The Movie Waffler First Look Review - TELL ME SWEET SOMETHING | The Movie Waffler

First Look Review - TELL ME SWEET SOMETHING

A young writer struggles with her love life.



Review by Benjamin Poole (@filmclubchs)

Directed by: Akin Omotoso

Starring: Thomas Gumede, Maps Maponyane, Nomzamo Mbatha, Thembi Seete



What makes Tell Me Sweet Something so refreshingly unusual is the sheer unfettered jubilance of it all. Cinema that convincingly celebrates the potential joy of the human experience in the guileless manner of Tell Me Sweet Something is to be cherished.

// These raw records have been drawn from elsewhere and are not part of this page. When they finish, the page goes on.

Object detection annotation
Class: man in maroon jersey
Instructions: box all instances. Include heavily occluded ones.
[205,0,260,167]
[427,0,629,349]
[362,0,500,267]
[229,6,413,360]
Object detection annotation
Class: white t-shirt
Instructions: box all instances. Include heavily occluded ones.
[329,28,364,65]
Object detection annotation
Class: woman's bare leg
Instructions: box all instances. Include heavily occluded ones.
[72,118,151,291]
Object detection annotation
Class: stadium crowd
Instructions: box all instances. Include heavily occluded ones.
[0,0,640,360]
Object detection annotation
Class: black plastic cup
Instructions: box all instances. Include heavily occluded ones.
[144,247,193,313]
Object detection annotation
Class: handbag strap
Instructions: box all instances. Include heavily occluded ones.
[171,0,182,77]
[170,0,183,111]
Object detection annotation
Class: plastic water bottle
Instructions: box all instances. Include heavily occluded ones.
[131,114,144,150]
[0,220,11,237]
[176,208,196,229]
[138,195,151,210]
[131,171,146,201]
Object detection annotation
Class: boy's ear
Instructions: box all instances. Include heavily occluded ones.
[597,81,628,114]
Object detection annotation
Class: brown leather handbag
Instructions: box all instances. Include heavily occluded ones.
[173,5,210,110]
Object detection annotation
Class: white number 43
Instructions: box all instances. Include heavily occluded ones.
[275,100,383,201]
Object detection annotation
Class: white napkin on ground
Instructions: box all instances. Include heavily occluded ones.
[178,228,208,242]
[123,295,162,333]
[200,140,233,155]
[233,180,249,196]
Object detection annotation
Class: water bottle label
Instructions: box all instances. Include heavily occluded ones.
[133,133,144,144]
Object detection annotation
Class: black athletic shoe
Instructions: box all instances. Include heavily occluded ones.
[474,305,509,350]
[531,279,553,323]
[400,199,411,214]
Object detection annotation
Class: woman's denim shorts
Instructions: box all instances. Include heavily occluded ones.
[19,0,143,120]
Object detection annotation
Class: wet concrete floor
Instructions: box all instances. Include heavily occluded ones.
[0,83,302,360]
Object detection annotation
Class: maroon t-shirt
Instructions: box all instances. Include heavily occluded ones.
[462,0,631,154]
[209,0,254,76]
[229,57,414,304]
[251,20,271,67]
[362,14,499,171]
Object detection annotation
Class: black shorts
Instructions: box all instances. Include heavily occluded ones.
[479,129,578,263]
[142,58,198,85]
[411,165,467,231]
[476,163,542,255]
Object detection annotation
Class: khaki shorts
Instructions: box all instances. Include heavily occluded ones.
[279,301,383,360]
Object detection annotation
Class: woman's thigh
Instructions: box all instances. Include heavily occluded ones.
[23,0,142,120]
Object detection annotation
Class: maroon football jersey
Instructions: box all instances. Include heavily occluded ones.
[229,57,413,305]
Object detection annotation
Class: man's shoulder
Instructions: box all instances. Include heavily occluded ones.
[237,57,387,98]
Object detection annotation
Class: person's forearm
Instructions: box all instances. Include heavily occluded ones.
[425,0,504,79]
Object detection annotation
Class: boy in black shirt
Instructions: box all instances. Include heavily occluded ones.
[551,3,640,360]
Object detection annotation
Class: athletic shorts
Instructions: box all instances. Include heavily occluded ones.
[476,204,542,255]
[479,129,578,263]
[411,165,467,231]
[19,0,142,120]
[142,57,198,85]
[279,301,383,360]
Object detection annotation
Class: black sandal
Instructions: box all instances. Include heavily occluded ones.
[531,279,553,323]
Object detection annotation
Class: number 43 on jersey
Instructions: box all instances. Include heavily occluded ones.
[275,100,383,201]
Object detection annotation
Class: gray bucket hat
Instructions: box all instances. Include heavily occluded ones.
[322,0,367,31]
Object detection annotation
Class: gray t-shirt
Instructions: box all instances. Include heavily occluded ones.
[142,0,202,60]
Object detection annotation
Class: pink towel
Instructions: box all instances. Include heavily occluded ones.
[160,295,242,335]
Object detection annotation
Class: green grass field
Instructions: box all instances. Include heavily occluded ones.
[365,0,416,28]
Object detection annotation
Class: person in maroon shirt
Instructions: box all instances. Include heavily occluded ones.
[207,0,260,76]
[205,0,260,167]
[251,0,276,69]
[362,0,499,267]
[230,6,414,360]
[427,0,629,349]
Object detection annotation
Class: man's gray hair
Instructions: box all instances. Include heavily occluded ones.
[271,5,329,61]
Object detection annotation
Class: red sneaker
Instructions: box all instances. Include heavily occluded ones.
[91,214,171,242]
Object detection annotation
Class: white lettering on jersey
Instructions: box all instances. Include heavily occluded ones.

An energetic romcom set in a dayglow Johannesburg, Akin Omotoso and Robbie Thorpe’s Tell Me Sweet Something is a candy box confection chock full of joy. A literary sensation as a child, lead character Moratiwa (Nomzamo Mbatha) is now the hapless proprietor of a second hand bookshop, her heart has been broken by previous relationships, and her creativity is now stifled by doubt and writer’s block. Moratiwa ekes out a loveless existence, unable to write or trust herself to fall in love, her loneliness only punctuated by her wacky best friend (Thembi Seete) and concerned mother (Mandisa Bardill). A night out with the former leads her into the arms of Nat (Maps Maponyane), a hunky model who is kind, sensitive and ridiculously peng… there’s only one problem, despite his on-fleek geek chic specs Nat has never read a book in his entire life! Can Moratiwa tempt him to pick up a Penguin Classics? Will Nat ever be desired for anything but his hench physique? Tell us sweet something!
So far, so rom com. But what makes Tell Me Sweet Something so refreshingly unusual is the sheer unfettered jubilance of it all. The tone is set by the animated title sequence that neatly condenses Moratiwa’s youthful rise and fall within the South African literary world: the primary hues and dynamic arrangements inform us that this is a cartoon story, a funny and colourful film, and one that takes a bravely optimistic look at everyday challenges and disappointments. This is no mean feat. In an Oscar season which suggests that cinematic gloom is held in the highest artistic regard - where a man trudging through snow with a grim look on his face is deemed honorific simply because grit equals sincerity in the judgement of an academy beholden to the adolescent outlook that only hard going representations of misery equate to an aesthetic authenticity (side note, despite being marketed as such, The Revenant is as much a true story as an episode of Eastenders is), and which persistently overlooks comedy - cinema that convincingly celebrates the potential joy of the human experience in the guileless manner of Tell Me Sweet Something is to be cherished.
In every chocolate box there will be the odd one or two morsels which aren’t to everyone’s taste, and Tell Me Sweet Something isn’t without flaws. The actual drama between Nat and Moratiwa never particularly feels urgent, nor does their coupling seem especially apposite (they appear to have been paired simply because of their reciprocally beauteous looks). The narrative is also rather loose at times, but then that allows for Tell Me Sweet Something’s wonderful caprice. We (literally) swing from a bungee corded Nat defacing a 30 storey billboard of himself in order to impress Moratiwa, to the bookshop being converted into a glitzy fashion runway for the night. These unlikely shifts seem perfectly convincing within this well realised, happy go lucky world. Tell Me Sweet Something is never anything less than visually gorgeous; to match its poppy primary colour scheme, there is superb costume design (everyone is so sartorial - at one point Nat wears tan chinos, a lipstick red t shirt and a leather waist cost, simply to browse Moratiwa’s shop: kudos to costumes/wardrobe dept, Vanessa Balsdon, Nicky Clark and Mduduzi Tanda) and the frame is vibrant with silly little details, my favourite being the mime artist who shuffles along every so often, and who at one point follows a downcast Moratiwa in order to mope along with her!

Tell Me Sweet Something is not entirely full of empty calories, however. Throughout the film there are charming cuts to talking heads of (what I presume are) genuine elderly couples discussing their long lasting love, giving the film’s romantic focus a real life credibility, and also, despite the film’s ostensibly escapist nature, there are several subtle acknowledgements of racial tension within Johannesburg too, of the discriminations that still exist within the fringes of South African society. But this is a film that refuses to define black experience by victimhood, and instead universally celebrates life and love. And by the time the de riguer rush to the airport to stop Nat leaving FOREVER is enacted as a low speed moped chase, you’ll be celebrating too.